The Vedika is also said to have distributed Bhagavad Gita copies for the purpose. As a result, all the children in the village compulsorily read the Gita in the temple for one and a half hours, usually from 8.30 to 10 pm regularly.
Beaming with pride, Ramana says, “Without fail, every day, all of them gather in Ramalayam to practice bhajans and read Bhagavad Gita in the evening.”
“We don’t have any RSS, VHP or BJP links. We are guided by the Hindu Vedika," he adds.
It is learnt that the Vedika, apart from distributing copies of the Bhagavad Gita, has also been spreading videos which claim that Hinduism is the oldest religion and that everyone is born a Hindu.
The residents of Kesalingayapalli recently vowed to take up organic farming on a small-scale, where 10 farmers would cultivate different crops using only cowdung as manure, as suggested by the Vedika.
A resident, Biyyaram Venkata Ramana, who has taken up organic farming says, “We have forgotten our old Hindu traditions. We need to revive them. We will spread this message to others, too.”
'Role model' for neighbouring villages
Pleased by the actions of the residents of Kesalingayapalli, who have succeeded in preventing evangelists from entering their village and enforcing rules such as making all children read the Gita, the Vedika has given them lakhs of copies of the holy book to be distributed to neighbouring villages.
They found plenty of volunteers for this activity, residents who were willing to distribute the Gita to Bhoomayapalli, Thimayapalli, Gangavaram and other adjoining villages.
The saffron flags hoisted in houses at Bhoomayapalli suggest that these villages, too, have come under the influence of Kesalingayapalli.
Although the neighbouring villages haven't as yet put up 'caution' boards warning evangelicals from entering their village, local reporters say that several villages surrounding Kesalingayapalli like Thippireddypalli, Masannayapalli, Mittamaanupalli, Harijanawada and others have taken the 'Hindu only' village as a 'model village'.
Is the district administration ignoring the issue?
Despite the 'caution' board and 'Hindu only' declaration, which are against the spirit of democracy, the local administration has taken no action.
By their own admission, the residents have said that they attacked evangelists when they visited their village. However, no action seems to have been taken against them, probably since the victims didn’t file a police complaint.
The village councilor’s brother-in-law, K C Yadaiah, who speaks on behalf of the councilor, Venkata Lakshamma, claims that the previous incidents of religious conversions, have "forced" them to take up such extreme measures.
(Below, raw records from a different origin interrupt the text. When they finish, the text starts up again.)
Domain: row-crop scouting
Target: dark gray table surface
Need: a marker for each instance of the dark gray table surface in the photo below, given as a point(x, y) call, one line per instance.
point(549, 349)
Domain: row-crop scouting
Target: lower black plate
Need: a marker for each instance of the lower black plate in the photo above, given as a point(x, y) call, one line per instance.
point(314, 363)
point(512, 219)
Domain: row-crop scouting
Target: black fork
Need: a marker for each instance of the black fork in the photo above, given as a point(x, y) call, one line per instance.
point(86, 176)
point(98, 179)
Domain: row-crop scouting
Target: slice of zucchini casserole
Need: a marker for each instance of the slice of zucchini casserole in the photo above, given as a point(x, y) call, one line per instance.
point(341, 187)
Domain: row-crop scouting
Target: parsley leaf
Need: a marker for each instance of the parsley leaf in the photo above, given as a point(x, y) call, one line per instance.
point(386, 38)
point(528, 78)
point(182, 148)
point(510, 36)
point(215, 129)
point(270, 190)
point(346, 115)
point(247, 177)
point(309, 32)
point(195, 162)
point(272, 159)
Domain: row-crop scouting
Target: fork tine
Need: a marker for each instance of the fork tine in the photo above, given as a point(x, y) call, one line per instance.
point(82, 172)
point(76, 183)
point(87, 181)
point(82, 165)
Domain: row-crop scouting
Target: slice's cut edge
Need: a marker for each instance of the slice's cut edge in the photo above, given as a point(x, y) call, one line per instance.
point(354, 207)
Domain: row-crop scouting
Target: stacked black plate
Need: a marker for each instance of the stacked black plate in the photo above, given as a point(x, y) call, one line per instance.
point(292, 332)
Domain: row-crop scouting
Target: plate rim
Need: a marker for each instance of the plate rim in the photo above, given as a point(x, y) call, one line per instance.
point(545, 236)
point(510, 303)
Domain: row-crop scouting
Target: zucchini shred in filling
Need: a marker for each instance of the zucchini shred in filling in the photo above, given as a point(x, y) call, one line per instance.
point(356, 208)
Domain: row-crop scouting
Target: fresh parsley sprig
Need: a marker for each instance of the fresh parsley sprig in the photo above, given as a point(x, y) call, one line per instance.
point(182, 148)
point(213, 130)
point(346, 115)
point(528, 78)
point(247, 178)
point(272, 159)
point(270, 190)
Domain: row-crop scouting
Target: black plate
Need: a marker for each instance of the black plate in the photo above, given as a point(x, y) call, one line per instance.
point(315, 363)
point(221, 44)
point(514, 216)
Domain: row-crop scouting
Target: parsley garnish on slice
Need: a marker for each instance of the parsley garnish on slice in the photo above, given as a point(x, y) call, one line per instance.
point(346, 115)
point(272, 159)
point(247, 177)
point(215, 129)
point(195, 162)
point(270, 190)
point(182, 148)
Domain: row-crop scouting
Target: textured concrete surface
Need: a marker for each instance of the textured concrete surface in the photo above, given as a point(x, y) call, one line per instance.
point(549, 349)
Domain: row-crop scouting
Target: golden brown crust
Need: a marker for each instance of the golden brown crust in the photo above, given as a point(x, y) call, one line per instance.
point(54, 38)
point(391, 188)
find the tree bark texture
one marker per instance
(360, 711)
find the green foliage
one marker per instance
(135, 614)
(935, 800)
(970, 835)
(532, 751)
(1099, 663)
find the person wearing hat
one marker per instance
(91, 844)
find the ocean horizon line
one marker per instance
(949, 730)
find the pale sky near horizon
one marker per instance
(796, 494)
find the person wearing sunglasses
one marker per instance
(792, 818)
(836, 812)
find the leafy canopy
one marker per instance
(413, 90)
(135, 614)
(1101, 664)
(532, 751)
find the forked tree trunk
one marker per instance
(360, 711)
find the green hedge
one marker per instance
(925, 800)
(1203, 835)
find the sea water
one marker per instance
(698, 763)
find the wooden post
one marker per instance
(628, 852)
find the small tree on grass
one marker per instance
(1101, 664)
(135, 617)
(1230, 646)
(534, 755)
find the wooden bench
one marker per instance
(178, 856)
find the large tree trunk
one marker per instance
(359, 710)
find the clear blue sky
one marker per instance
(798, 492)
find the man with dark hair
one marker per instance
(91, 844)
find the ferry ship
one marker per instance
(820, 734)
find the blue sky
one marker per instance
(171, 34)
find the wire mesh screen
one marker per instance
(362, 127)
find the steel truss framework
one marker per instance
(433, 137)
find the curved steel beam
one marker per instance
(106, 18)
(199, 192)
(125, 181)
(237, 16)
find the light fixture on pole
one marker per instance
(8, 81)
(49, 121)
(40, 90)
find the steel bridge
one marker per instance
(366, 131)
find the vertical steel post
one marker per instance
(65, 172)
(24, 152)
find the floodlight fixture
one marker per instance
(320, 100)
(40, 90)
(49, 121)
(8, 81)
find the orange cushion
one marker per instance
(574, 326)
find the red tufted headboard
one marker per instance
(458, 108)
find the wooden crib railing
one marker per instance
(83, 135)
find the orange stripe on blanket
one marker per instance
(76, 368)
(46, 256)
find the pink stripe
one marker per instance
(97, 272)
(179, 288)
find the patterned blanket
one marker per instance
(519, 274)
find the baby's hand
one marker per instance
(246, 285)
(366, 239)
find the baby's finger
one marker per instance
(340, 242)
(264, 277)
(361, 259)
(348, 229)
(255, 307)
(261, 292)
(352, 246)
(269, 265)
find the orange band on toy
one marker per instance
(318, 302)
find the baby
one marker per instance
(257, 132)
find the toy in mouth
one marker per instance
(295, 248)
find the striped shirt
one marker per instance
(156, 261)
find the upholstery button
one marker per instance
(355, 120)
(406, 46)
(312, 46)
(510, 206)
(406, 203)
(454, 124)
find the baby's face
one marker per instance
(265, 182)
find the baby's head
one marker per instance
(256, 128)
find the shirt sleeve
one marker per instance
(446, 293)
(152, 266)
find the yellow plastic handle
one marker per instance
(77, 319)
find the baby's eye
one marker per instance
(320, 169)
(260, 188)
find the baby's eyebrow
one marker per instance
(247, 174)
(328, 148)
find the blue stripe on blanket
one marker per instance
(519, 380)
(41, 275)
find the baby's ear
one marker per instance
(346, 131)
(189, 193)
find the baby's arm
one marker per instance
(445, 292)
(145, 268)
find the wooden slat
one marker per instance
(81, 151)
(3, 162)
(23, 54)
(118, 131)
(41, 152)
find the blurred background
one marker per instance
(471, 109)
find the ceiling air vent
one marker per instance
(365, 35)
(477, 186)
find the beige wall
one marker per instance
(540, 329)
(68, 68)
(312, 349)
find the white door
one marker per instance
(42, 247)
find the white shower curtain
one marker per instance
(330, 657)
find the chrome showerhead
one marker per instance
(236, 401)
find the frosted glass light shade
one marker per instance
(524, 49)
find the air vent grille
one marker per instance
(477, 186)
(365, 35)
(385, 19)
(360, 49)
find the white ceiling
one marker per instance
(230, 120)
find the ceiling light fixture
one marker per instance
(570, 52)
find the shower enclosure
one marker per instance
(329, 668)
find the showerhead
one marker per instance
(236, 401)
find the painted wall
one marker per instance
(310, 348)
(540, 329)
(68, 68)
The board erected in 2016 may not have made a big enough splash to catch the eye of the authorities. However, two leading Telugu newspapers - Eenadu and Andhra Jyothi - recently published the news on their front page. Yet, no action has been taken.
When asked if the tahsildar, police or any other authority visited the village and objected to the boards for defying the law, Ramana is amused by the question. He asks, “Why will they object? It is our collective decision as the dwellers of Kesalingayapalli that we don’t want people of other faiths in our village. How is that a problem?”